Despite different interests, she describes their emotional compatibility, which is a clue as to how a long marriage endures through all of life’s vicissitudes. I must admit that I would have liked a few more clues as to how a marriage evolves and thrives, but this is more a memoir of Hobbs’ life that a deep drill down into the personal.
She asked Ron to wait for her while she sailed away on the Carnarvon Castle to Southampton, spending months in England, seeing that country, and attending a secretarial college in Bayswater Road.
This was also the start of Hobbs’ writing and it was in London that she started writing short stories. She got a job as a supply teacher and toured Europe, a good time to travel as there were fewer tourists and uncrowded venues. Ron did wait for her, though she admits this wasn’t something she should have asked him to do. They were married in 1959: “Marrying young had never been my intention, but I had the good sense to snap up a special man before anyone else did.” They flew across Africa and lived in London, where their first daughter was born. Ron’s work took them to Kitwe, before settling in Johannesburg on a smallholding in Elandsdrift, north of Randburg.
They spent two decades there, bringing up their four daughters. Hobbs writes that “living on a highveld smallholding is a constant challenge. Apart from drains that block up, you have to deal with rampaging fires roaring through long winter grass, ferocious storms and lightning, boreholes running dry, recalcitrant pumps, ticks, drought, floods, flaky neighbours, births, sickness and death”.
In the 1960s the telephone was a wall-mounted party-line phone “that had to be cranked to reach the tannie in the Muldersdrift post office exchange, whose chanted reply would be, ‘Mullies!’!”
Hobbs took up writing short fiction, as well as magazine journalism. She began writing the successful satirical Blossom column for Marilyn Hattingh, then editor of Darling, and her freelance writing career was born.

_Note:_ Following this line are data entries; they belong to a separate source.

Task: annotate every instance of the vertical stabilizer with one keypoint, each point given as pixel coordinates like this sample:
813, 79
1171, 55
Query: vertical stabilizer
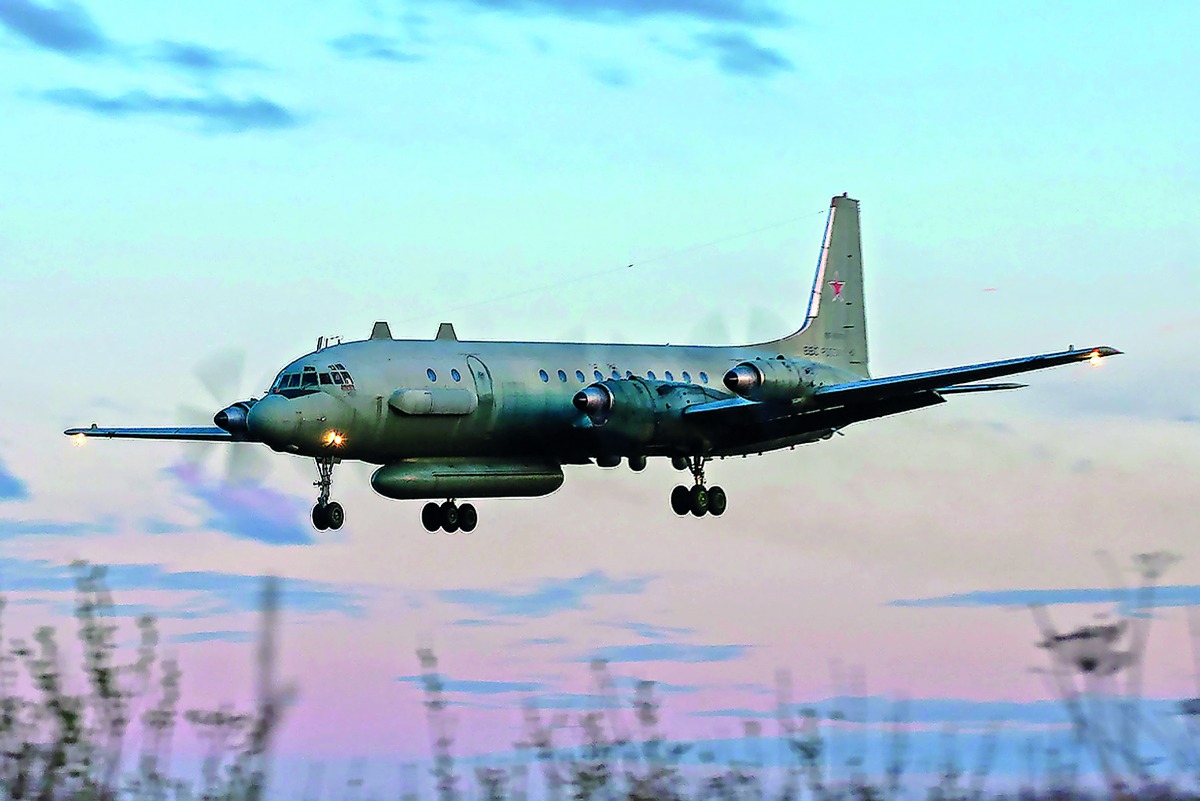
834, 330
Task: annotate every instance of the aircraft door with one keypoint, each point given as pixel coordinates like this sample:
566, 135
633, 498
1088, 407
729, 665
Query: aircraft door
483, 378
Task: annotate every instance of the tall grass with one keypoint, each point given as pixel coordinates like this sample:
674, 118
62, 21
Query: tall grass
58, 744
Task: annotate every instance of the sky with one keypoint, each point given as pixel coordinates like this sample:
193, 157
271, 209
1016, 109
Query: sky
223, 182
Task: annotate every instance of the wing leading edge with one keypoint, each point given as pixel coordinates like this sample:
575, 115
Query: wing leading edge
186, 433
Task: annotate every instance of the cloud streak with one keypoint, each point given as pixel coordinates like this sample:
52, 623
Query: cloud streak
10, 529
1170, 595
478, 687
666, 652
369, 46
245, 511
739, 55
11, 487
215, 113
65, 29
549, 596
745, 12
201, 59
226, 592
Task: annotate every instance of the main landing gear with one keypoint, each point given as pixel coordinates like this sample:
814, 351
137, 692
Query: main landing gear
449, 517
327, 515
699, 500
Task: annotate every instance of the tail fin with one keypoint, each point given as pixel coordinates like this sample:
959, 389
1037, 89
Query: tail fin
834, 330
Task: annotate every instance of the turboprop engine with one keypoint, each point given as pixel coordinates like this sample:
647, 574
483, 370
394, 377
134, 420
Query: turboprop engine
775, 380
637, 411
234, 417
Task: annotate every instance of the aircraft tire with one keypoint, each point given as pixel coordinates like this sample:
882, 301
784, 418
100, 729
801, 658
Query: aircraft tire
449, 517
717, 501
319, 517
699, 500
431, 517
335, 516
468, 518
681, 500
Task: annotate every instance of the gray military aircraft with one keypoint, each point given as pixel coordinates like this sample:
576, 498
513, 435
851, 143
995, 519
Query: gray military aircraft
451, 420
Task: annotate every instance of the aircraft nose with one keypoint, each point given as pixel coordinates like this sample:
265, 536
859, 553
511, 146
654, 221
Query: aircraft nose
271, 421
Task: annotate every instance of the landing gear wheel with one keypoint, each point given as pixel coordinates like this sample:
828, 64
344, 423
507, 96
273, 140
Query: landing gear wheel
449, 517
467, 518
681, 500
335, 516
717, 501
431, 517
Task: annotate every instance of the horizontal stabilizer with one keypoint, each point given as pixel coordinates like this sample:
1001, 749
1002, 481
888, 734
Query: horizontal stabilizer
193, 434
941, 379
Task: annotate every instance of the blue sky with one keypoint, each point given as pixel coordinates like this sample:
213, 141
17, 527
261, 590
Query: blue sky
184, 181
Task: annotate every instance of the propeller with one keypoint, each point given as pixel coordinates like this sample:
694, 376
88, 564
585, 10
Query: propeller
221, 374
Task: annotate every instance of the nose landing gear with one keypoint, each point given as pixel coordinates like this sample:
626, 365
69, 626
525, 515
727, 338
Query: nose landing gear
449, 517
699, 500
327, 515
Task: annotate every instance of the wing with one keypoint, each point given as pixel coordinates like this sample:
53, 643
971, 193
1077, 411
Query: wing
837, 404
195, 434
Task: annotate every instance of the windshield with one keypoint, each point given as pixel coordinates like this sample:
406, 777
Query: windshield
295, 380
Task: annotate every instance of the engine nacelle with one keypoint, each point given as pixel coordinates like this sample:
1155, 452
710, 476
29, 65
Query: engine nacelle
637, 411
234, 419
774, 380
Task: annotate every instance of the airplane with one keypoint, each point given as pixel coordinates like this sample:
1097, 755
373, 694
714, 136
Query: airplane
449, 420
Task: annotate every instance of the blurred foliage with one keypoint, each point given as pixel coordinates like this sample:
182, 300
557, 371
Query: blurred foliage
57, 745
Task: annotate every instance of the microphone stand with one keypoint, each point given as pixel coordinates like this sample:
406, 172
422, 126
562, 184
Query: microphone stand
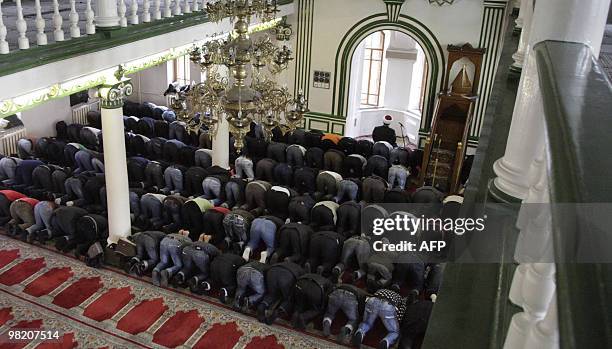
403, 137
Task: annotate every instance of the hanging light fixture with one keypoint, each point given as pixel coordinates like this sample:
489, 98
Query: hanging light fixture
237, 86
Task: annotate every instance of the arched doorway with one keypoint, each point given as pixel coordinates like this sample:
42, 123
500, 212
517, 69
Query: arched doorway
388, 74
433, 52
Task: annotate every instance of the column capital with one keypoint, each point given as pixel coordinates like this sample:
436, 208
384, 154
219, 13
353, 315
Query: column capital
115, 91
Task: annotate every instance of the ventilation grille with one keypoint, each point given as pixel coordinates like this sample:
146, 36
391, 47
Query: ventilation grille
9, 138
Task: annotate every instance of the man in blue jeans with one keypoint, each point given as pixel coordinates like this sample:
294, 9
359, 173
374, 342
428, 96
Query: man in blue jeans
262, 228
147, 251
398, 175
170, 251
350, 300
250, 279
347, 190
196, 262
390, 307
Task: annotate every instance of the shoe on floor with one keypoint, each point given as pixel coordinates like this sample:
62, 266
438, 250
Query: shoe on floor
261, 314
344, 334
271, 317
383, 344
155, 277
326, 328
223, 296
165, 277
357, 339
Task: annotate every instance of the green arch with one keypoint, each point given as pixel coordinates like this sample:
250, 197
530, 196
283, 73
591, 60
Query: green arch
407, 25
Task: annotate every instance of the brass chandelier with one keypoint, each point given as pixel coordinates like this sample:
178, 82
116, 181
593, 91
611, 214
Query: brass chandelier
236, 86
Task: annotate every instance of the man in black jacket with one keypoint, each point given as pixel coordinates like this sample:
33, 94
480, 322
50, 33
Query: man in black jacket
350, 300
280, 281
310, 293
384, 132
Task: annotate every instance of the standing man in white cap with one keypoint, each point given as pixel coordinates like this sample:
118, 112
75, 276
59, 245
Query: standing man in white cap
384, 132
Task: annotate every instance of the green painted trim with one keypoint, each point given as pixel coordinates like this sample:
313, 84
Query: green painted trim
329, 116
304, 47
21, 60
344, 38
491, 38
18, 104
435, 60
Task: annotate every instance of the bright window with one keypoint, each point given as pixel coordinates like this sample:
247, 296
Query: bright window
372, 69
181, 70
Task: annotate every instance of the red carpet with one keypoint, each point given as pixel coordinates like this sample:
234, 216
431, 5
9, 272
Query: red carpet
48, 282
99, 308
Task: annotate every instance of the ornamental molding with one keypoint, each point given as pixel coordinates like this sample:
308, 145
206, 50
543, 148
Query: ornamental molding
113, 93
33, 99
441, 2
394, 9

In 1978, after “15 years of gravel roads, veld fires and smallholding dramas” as well as the threat of a highway that would be built across their property (it never was), as well as the establishment of Lanseria Airport, the Hobbs family moved to Parkview. From 1978-1982 she was features editor on Thandi magazine, and her experience there fed into her later fiction writing.
The idea for Hobbs’ breakout work, Thoughts in a Makeshift Mortuary, was sparked by a 1985 front-page photograph in the Sunday Times of a young couple lying dead under a sheet in Lesotho. He was a coloured ANC cadre and she a white SA teacher, murdered by apartheid killers.
Hobbs writes: “Two weeks later I sat down one evening with an A4 yellow notepad and started writing a story about a similar tragedy, heading the first page ‘Thoughts in a Makeshift Mortuary’. In tears, I described the young woman in the newspaper photograph, giving her a fictional name and background, and imagined what must have happened when the assassins burst in.” Though it received some mixed reviews, the novel was a success and catapulted Hobbs into author territory, giving speeches.
Ron was diagnosed with Parkinsons in the late 1990s and 42 years of marriage left Hobbs grief-stricken by his decline and death.
A busy decade followed, as well as the establishment of the iconic Franschhoek Literary Festival. Another move followed after having settled in Franschhoek and she now lives in Cape Town in a sunny flat.
The memoir is threaded through with extracts from her work, giving a sense and flavour of, most particularly, her fiction. It’s been a long life. Hobbs now takes pleasure in her family and her writing: “The work I most enjoy.”